10.0 mL of a 0.100M Ca2+ solution was buffered at pH of 10.2. Determine the pCa values after the solution was titrated with 10.00, 20.00, and 30.00 mL of 0.0500 M EDTA solution.

To determine the pCa values after titrating the solution with EDTA, we first need to understand the reaction that occurs between Ca\(^{2+}\) ions and EDTA (ethylenediaminetetraacetic acid):

\[ \text{Ca}^{2+} + \text{EDTA}^{4-} \rightleftharpoons \text{CaEDTA}^{2-} \]

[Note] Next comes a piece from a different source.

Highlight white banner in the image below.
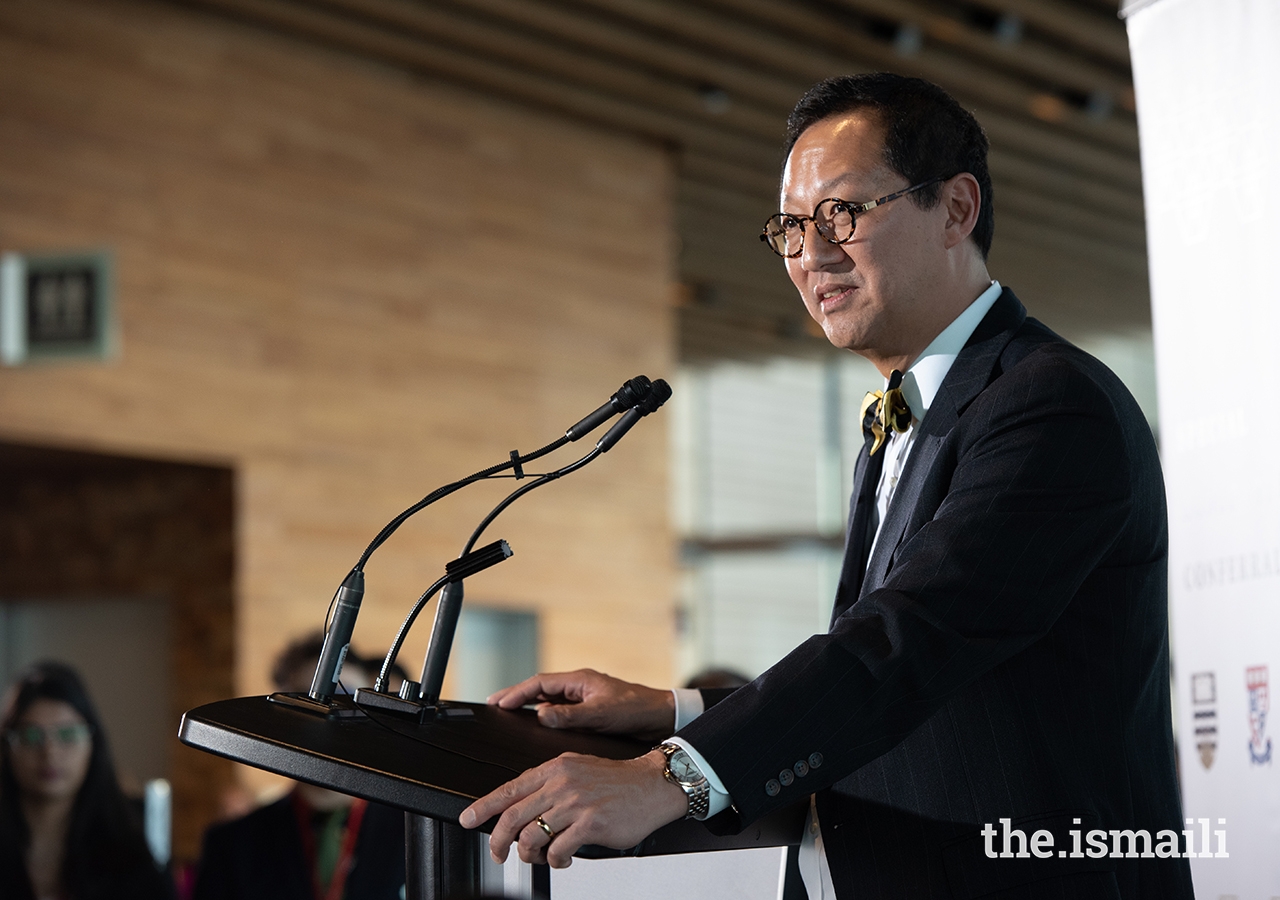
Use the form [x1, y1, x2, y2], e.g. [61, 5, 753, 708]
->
[1126, 0, 1280, 895]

In this reaction, EDTA acts as a chelating agent, forming a complex with calcium ions.

1. **Before Titration:**

Given:

- Volume of Ca\(^{2+}\) solution = 10.0 mL = 0.010 L

- Concentration of Ca\(^{2+}\) solution = 0.100 M

- pH of the solution = 10.2

First, convert pH to pCa:

\[ \text{pCa} = -\log[\text{Ca}^{2+}] \]

\[ \text{pCa} = -\log(0.100) \]

\[ \text{pCa} = -(-1) \] \[ \text{pCa} = 1 \]

So, the initial pCa value before titration is 1.

2. **After Titration with 10.00 mL of 0.0500 M EDTA:**

The balanced chemical equation for the reaction between Ca\(^{2+}\) and EDTA is 1:1, meaning 1 mole of Ca\(^{2+}\) reacts with 1 mole of EDTA. From the given information, we can calculate the moles of Ca\(^{2+}\) initially present and the moles of EDTA added.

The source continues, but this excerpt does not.